What’s new in egg packaging?

Egg boxes made using rye grass and recycled paper will be extended to more Waitrose eggs.

The packaging has protected eggs in the Duchy range since 2015. And from March more Waitrose eggs will be packaged in the environmentally friendly alternative, with the roll out to eight more products. The new boxes will be used for packaging British Blacktail eggs, which are exclusive to Waitrose.

The packaging offers the same protection as a traditional egg box, but uses 60% less water during production, releases 20% less CO2 and uses 20% less electricity compared to a standard pulp egg box.

““This is a positive move to boost the sustainability of our packaging and help the environment,” says Waitrose’s head of responsible sourcing and sustainability Tor Harris.

“These innovative packs build on our commitment to ensure that all our own-label packaging is: widely recyclable; reusable; or home compostable, by 2025.’’  

 

Egg boxes design is child’s play

Egg boxes that double as building blocks for imaginative play have been launched by Denmark-based packaging company DAVA Foods Packaging.

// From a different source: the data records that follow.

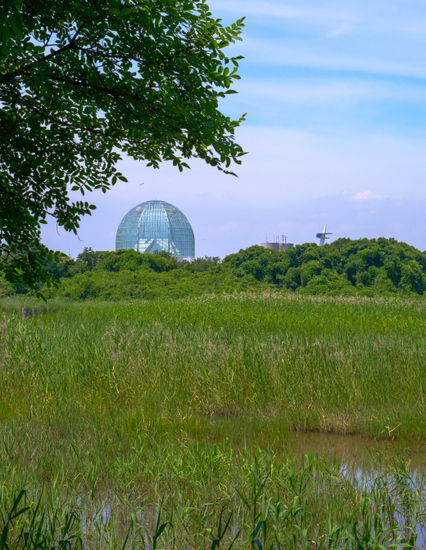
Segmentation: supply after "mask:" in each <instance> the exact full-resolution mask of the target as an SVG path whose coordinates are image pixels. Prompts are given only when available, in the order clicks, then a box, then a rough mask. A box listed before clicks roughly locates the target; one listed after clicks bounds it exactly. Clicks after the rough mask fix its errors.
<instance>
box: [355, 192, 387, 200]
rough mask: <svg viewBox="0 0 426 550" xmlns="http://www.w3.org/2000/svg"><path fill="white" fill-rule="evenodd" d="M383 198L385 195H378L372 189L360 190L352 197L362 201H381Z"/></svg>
mask: <svg viewBox="0 0 426 550" xmlns="http://www.w3.org/2000/svg"><path fill="white" fill-rule="evenodd" d="M382 199H383V197H382V196H381V195H376V194H374V193H372V192H371V191H360V192H359V193H357V194H356V195H354V196H353V197H352V200H354V201H361V202H367V201H380V200H382Z"/></svg>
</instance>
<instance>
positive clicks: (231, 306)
mask: <svg viewBox="0 0 426 550" xmlns="http://www.w3.org/2000/svg"><path fill="white" fill-rule="evenodd" d="M20 307H21V305H20V304H17V303H16V302H15V303H9V304H7V303H5V304H4V314H3V318H2V325H1V328H0V330H1V332H0V338H1V340H0V346H1V351H0V396H1V398H0V492H1V495H0V498H1V499H2V502H3V505H2V508H1V509H2V511H3V514H5V513H6V511H7V510H11V509H12V508H13V499H14V498H15V497H16V495H18V494H19V492H20V490H21V489H27V495H26V498H27V500H28V502H32V507H30V509H29V510H28V511H26V512H25V513H24V514H22V515H21V516H19V518H17V520H16V522H18V523H19V521H22V522H23V525H24V524H25V525H26V527H25V528H24V531H25V529H29V531H28V532H32V530H34V528H32V530H31V529H30V527H28V522H31V518H32V517H33V518H34V517H38V518H39V519H38V520H37V521H39V522H40V521H41V523H40V529H39V530H40V531H43V529H44V531H43V532H48V530H49V529H50V530H51V533H52V534H51V537H53V539H54V538H55V537H57V531H58V528H59V526H60V525H63V524H64V522H66V517H65V514H67V513H72V512H73V511H74V512H75V513H76V515H75V516H73V515H70V516H68V518H69V530H72V529H71V528H73V529H74V530H75V533H80V535H81V536H83V538H84V540H85V543H86V545H88V546H89V547H99V548H104V547H105V546H106V545H107V544H108V545H111V546H112V547H118V546H120V545H122V544H123V540H125V535H126V533H127V532H128V533H129V539H128V542H127V544H128V545H133V546H138V545H139V547H141V546H142V547H143V545H145V546H146V547H147V548H148V547H149V548H154V547H157V548H160V547H161V548H163V547H167V548H216V547H219V543H218V542H217V541H218V540H219V539H220V538H221V534H222V531H223V529H224V528H225V527H226V526H227V528H226V529H225V532H224V534H223V540H222V541H221V543H220V548H222V547H226V548H227V547H229V545H230V544H231V542H232V539H233V538H234V537H236V539H235V543H234V547H238V548H246V547H247V548H250V547H252V546H253V544H254V545H255V546H254V547H259V544H260V545H261V546H262V547H263V548H266V547H267V548H270V547H271V544H272V545H274V546H272V547H273V548H284V547H285V548H288V547H294V548H296V547H297V548H302V547H306V548H308V547H309V548H315V547H325V548H339V547H341V545H342V544H343V545H344V547H345V548H346V547H348V548H349V547H350V548H352V547H353V548H357V544H358V542H357V540H358V539H359V540H361V539H360V538H359V537H362V536H364V537H366V538H365V545H364V546H362V547H363V548H364V547H365V548H370V547H371V548H373V547H374V544H376V543H377V542H378V541H380V540H381V542H382V544H385V543H386V544H388V543H389V541H390V540H391V539H392V538H393V537H394V536H395V533H394V532H393V531H392V529H393V527H392V526H395V525H401V522H402V523H404V522H406V525H407V530H405V531H404V532H403V533H402V534H403V535H404V537H405V536H406V537H408V539H409V537H410V530H409V528H408V527H409V526H412V525H414V524H415V523H420V524H421V523H422V522H423V510H424V506H423V501H422V499H423V496H422V495H423V493H422V490H423V489H422V487H423V480H422V479H420V478H418V479H416V480H415V481H413V480H412V479H410V471H409V466H407V464H406V461H405V460H404V459H403V458H401V459H400V460H395V461H394V462H392V463H390V464H387V465H386V466H385V468H384V469H379V468H378V469H377V471H378V472H380V473H379V474H377V475H375V476H374V481H372V479H373V477H369V478H368V479H361V478H359V476H357V475H355V473H354V474H353V475H348V472H347V469H343V468H342V467H341V465H340V464H339V463H338V461H336V460H334V461H330V460H326V459H321V458H315V457H307V458H306V459H305V460H304V462H303V463H300V462H297V461H296V460H295V459H294V457H292V456H290V455H289V453H288V449H287V448H286V440H287V435H288V434H289V433H290V432H292V431H294V430H301V431H303V430H316V431H324V432H336V433H343V434H349V433H360V434H363V435H365V436H369V437H381V438H389V439H392V438H393V439H395V438H397V439H399V440H401V441H405V442H407V441H408V442H414V443H415V442H419V441H422V440H423V439H424V437H425V434H426V414H425V412H426V411H425V390H424V388H423V385H424V380H425V373H426V353H425V351H426V315H425V312H426V302H424V301H423V300H421V299H418V300H408V299H405V300H404V299H396V298H395V299H393V298H387V299H386V298H382V299H367V298H364V299H361V298H347V299H343V298H340V299H339V298H338V299H336V298H334V299H333V298H308V297H306V298H303V297H293V296H291V295H280V294H269V295H264V296H250V295H240V296H222V297H209V296H205V297H203V298H192V299H185V300H167V301H152V302H134V303H132V302H127V303H84V304H81V303H52V304H49V306H48V309H49V311H48V312H47V313H45V314H43V315H38V316H36V317H34V318H30V319H27V320H25V321H23V320H22V318H21V316H20V315H18V314H16V315H15V314H14V313H13V310H14V308H17V309H19V308H20ZM42 487H45V491H44V494H42V490H41V488H42ZM39 499H41V501H40V507H39V509H38V511H37V510H36V509H35V503H36V502H37V501H38V500H39ZM23 502H24V496H22V499H21V501H20V503H19V504H17V506H16V508H17V509H18V508H19V507H20V506H21V505H23ZM41 510H44V511H46V514H48V515H46V516H45V517H43V516H42V512H41ZM159 510H160V511H161V513H159ZM31 514H32V515H31ZM230 514H232V516H231V515H230ZM352 514H353V515H352ZM375 514H377V516H376V515H375ZM39 516H40V517H39ZM49 518H50V519H49ZM55 518H56V519H55ZM395 518H396V519H395ZM401 518H405V519H403V520H402V519H401ZM228 519H229V522H228ZM169 521H170V523H167V522H169ZM374 521H376V526H374ZM3 522H4V523H5V524H6V523H7V518H6V519H5V518H3ZM25 522H27V523H25ZM377 522H378V523H377ZM380 522H382V523H380ZM163 524H164V525H165V526H164V529H163V530H162V529H161V526H162V525H163ZM0 527H1V526H0ZM42 527H43V528H42ZM395 529H396V527H395ZM369 530H370V531H369ZM24 531H23V532H24ZM400 531H401V529H399V528H398V532H400ZM58 532H59V531H58ZM155 533H157V535H160V537H159V538H158V537H157V538H158V542H156V541H157V538H156V537H155ZM333 533H334V534H333ZM369 533H370V534H369ZM8 536H9V539H10V540H12V539H13V537H15V539H17V538H18V537H19V528H18V526H15V528H14V530H12V531H10V533H9V534H8ZM64 537H65V535H64ZM153 537H154V538H153ZM342 537H343V538H342ZM345 537H346V539H345ZM357 537H358V539H357ZM368 537H370V538H368ZM380 537H382V539H380ZM65 538H66V537H65ZM53 539H52V540H53ZM13 540H14V539H13ZM46 540H47V539H46ZM48 540H49V541H50V542H49V544H51V540H50V539H48ZM215 540H216V543H215V542H214V541H215ZM312 540H313V541H315V542H314V543H313V542H312ZM345 540H346V542H344V541H345ZM373 540H374V541H375V542H371V541H373ZM225 541H226V545H225ZM254 541H257V542H254ZM342 541H343V542H342ZM70 542H72V544H73V545H74V544H77V542H78V539H72V541H70ZM412 542H413V541H412ZM160 543H161V544H160ZM19 544H20V543H19V542H16V545H17V546H16V547H19ZM46 544H48V543H47V542H46ZM215 544H216V546H215ZM363 544H364V543H363ZM368 544H372V546H368ZM386 544H385V546H386ZM0 545H1V542H0ZM339 545H340V546H339ZM0 548H3V547H1V546H0ZM4 548H6V547H4ZM49 548H50V546H49Z"/></svg>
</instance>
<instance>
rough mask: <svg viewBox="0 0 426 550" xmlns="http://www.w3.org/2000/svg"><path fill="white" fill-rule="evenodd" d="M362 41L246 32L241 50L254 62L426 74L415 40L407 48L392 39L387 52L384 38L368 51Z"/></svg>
mask: <svg viewBox="0 0 426 550" xmlns="http://www.w3.org/2000/svg"><path fill="white" fill-rule="evenodd" d="M358 42H359V41H355V43H354V44H351V45H346V47H345V48H343V47H340V48H339V49H337V48H336V47H335V46H334V45H333V44H334V43H333V42H321V43H317V42H316V41H313V40H306V41H303V40H301V39H294V38H293V39H291V38H290V37H285V36H284V37H283V38H282V37H277V38H271V39H264V38H262V39H259V38H256V37H254V36H252V35H246V36H245V38H244V43H243V45H242V46H238V51H239V52H240V53H241V55H244V56H245V57H246V58H247V59H248V60H250V62H251V63H253V62H254V63H261V64H262V65H273V66H282V67H285V66H287V67H304V68H310V69H325V70H338V71H345V72H350V71H357V72H364V73H371V74H379V75H392V76H403V77H407V76H408V77H419V78H426V68H425V61H426V59H425V55H424V53H423V51H421V50H417V49H416V45H415V44H411V47H412V49H411V51H410V52H408V51H407V52H406V51H405V50H406V49H410V48H409V47H408V46H406V45H405V46H404V47H402V46H400V47H399V50H398V44H395V43H389V51H386V52H384V51H382V45H381V44H380V41H378V40H375V41H374V44H371V48H370V52H369V55H367V54H366V52H361V51H359V49H357V45H358V46H359V44H358ZM422 46H423V45H422ZM363 48H365V45H364V46H363ZM397 50H398V51H397ZM410 54H411V55H410Z"/></svg>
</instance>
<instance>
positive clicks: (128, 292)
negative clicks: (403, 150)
mask: <svg viewBox="0 0 426 550" xmlns="http://www.w3.org/2000/svg"><path fill="white" fill-rule="evenodd" d="M46 268H47V269H48V270H49V271H50V272H51V273H52V274H53V275H54V276H55V277H56V278H57V279H58V280H59V281H60V283H61V284H60V285H59V287H58V288H50V289H43V294H44V295H45V296H46V297H54V296H63V297H68V298H73V299H88V298H92V299H93V298H99V299H105V300H111V299H112V300H116V299H121V298H145V299H152V298H158V297H162V296H169V297H184V296H190V295H200V294H203V293H206V292H214V293H222V292H228V293H229V292H241V291H247V290H253V291H262V290H267V289H270V288H274V289H280V290H283V291H294V292H298V293H302V294H323V295H336V294H343V295H364V296H374V295H392V294H417V295H422V294H424V292H425V291H426V254H425V253H423V252H420V251H419V250H417V249H416V248H414V247H412V246H409V245H407V244H405V243H401V242H398V241H396V240H395V239H384V238H380V239H377V240H376V239H371V240H369V239H360V240H357V241H353V240H350V239H338V240H336V241H334V242H333V243H330V244H326V245H324V246H321V247H320V246H318V245H316V244H312V243H310V244H303V245H298V246H296V247H294V248H292V249H290V250H287V251H282V252H279V251H275V250H269V249H265V248H263V247H261V246H252V247H250V248H247V249H246V250H240V251H239V252H238V253H236V254H231V255H229V256H226V258H225V259H224V260H223V261H220V259H219V258H207V257H206V258H198V259H196V260H194V261H193V262H187V261H183V262H178V261H177V260H176V259H175V258H173V257H171V256H170V255H169V254H167V253H165V252H162V253H160V254H140V253H139V252H135V251H134V250H119V251H117V252H95V251H93V250H91V249H90V248H86V249H84V251H83V252H82V253H81V254H79V256H78V257H77V258H76V259H75V260H73V259H71V258H69V257H67V256H65V255H64V256H63V258H62V260H61V261H60V262H59V263H58V264H56V263H50V264H46ZM0 291H1V292H2V294H3V295H5V294H12V293H14V292H18V293H25V292H26V290H25V289H18V290H16V289H12V288H11V287H10V285H9V286H8V285H6V284H3V286H2V287H1V288H0Z"/></svg>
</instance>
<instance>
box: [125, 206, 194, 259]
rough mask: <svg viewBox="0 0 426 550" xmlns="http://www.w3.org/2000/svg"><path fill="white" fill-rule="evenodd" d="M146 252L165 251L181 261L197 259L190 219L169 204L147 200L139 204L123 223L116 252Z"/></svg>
mask: <svg viewBox="0 0 426 550" xmlns="http://www.w3.org/2000/svg"><path fill="white" fill-rule="evenodd" d="M122 248H124V249H131V248H133V249H134V250H137V251H139V252H142V253H148V252H149V253H155V252H161V251H162V250H165V251H166V252H169V253H170V254H171V255H172V256H174V257H175V258H177V259H178V260H182V259H183V258H193V257H194V256H195V239H194V232H193V230H192V227H191V224H190V223H189V221H188V219H187V218H186V216H185V215H184V214H183V213H182V212H181V211H180V210H179V208H176V206H173V205H172V204H169V203H168V202H164V201H147V202H143V203H142V204H138V205H137V206H135V207H134V208H132V210H130V211H129V212H128V213H127V214H126V215H125V216H124V218H123V219H122V220H121V223H120V225H119V226H118V230H117V235H116V239H115V249H116V250H119V249H122Z"/></svg>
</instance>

The company says that the eggyplay box is an excellent example of the kind of product that DAVA Foods Packaging can ‘give extra lift and momentum in the marketplace’. It is a patented egg box design, made from colourful moulded plastic. “The box not only stores and protects eggs, but it can also be reused as a toy. The boxes interlock, allowing them to be used a toy building blocks,” says the company’s Jacco Wagelaar.

“Customers can collect boxes, wash them in the dishwasher at 65˚C and let their imaginations run wild. The boxes can offer hours of fun, play, and learning.”

The box is made from polypropylene (PP05), which means that it is also recyclable. “It also weighs less than a standard egg box and takes up half the space when opened and stacked. So the design makes transport simpler and more fuel-efficient,” adds Wagelaar.